- Died: March 4, 1984 (aged 74)
- Occupation: Professor of geology

= Robert Wallace Webb =

American geologist (1909–1984)

Robert Wallace Webb (November 2, 1909 – March 4, 1984) was a professor of geology at the University of California, Los Angeles, and during World War II was Coordinator of Veterans Affairs for the University of California system. After World War II, Santa Barbara State College became a branch of the University of California and he transferred there in 1948 where he was one of the original professors of earth science at the University of California, Santa Barbara (UCSB).

He was particularly interested in mineralogy and, despite his many administrative assignments, continued teaching throughout his career. He taught introductory geology courses and mentored students, particularly those in the lower division who were considering majoring in geology. He also held a deep appreciation for the Sierra Nevada.

==Honours and awards==
The Robert Wallace Webb Award is given in his name by the Far Western Section of the National Association of Geoscience Teachers. The Earth Sciences building at the UCSB campus in Goleta is named Webb Hall for him and his contributions to the Earth Science program and students at UCSB.

==Work as an Author==
He, with his colleague, Joseph Murdoch, were long-time editors/writers of Minerals of California.
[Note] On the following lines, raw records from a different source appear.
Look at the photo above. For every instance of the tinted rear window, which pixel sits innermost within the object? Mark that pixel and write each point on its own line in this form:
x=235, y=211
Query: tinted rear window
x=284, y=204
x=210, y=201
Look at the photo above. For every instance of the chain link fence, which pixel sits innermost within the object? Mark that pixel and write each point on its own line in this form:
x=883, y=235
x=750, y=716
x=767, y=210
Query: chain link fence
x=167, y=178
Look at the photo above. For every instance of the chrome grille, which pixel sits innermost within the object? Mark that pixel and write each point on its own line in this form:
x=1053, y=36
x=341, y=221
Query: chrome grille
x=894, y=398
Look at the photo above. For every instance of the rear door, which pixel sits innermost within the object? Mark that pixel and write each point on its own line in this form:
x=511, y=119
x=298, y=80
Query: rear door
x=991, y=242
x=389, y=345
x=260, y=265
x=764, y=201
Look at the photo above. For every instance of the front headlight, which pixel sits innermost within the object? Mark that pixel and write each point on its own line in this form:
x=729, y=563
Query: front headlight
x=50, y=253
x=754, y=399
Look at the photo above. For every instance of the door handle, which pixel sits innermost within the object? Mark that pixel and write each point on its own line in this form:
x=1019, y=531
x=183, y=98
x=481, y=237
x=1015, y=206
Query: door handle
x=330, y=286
He is the author, with Robert Norris, of Geology of California, now out of print but in many libraries and available on the internet from used book sources.

==Family==
Married to Evelyn Elaine Gourley
3 Sons all retired (2014)
Robert Ian Arthur Webb
Leland Frederick Webb
Donald Gourley Webb
All 3 are graduates of UCSB and all have PhD degrees. Ian a teacher (Electronics, Engineering, Math, Computer Info Systems) at West Valley College in Saratoga, CA
Lee a teacher (Math & Math Education) at California State College, Bakersfield
Don a School Psychologist for the Reno School System

==Death==
He died near Mammoth Lakes area while leading a UCSB Geology Field Trip which was one of his volunteer twice a year pleasures during retirement.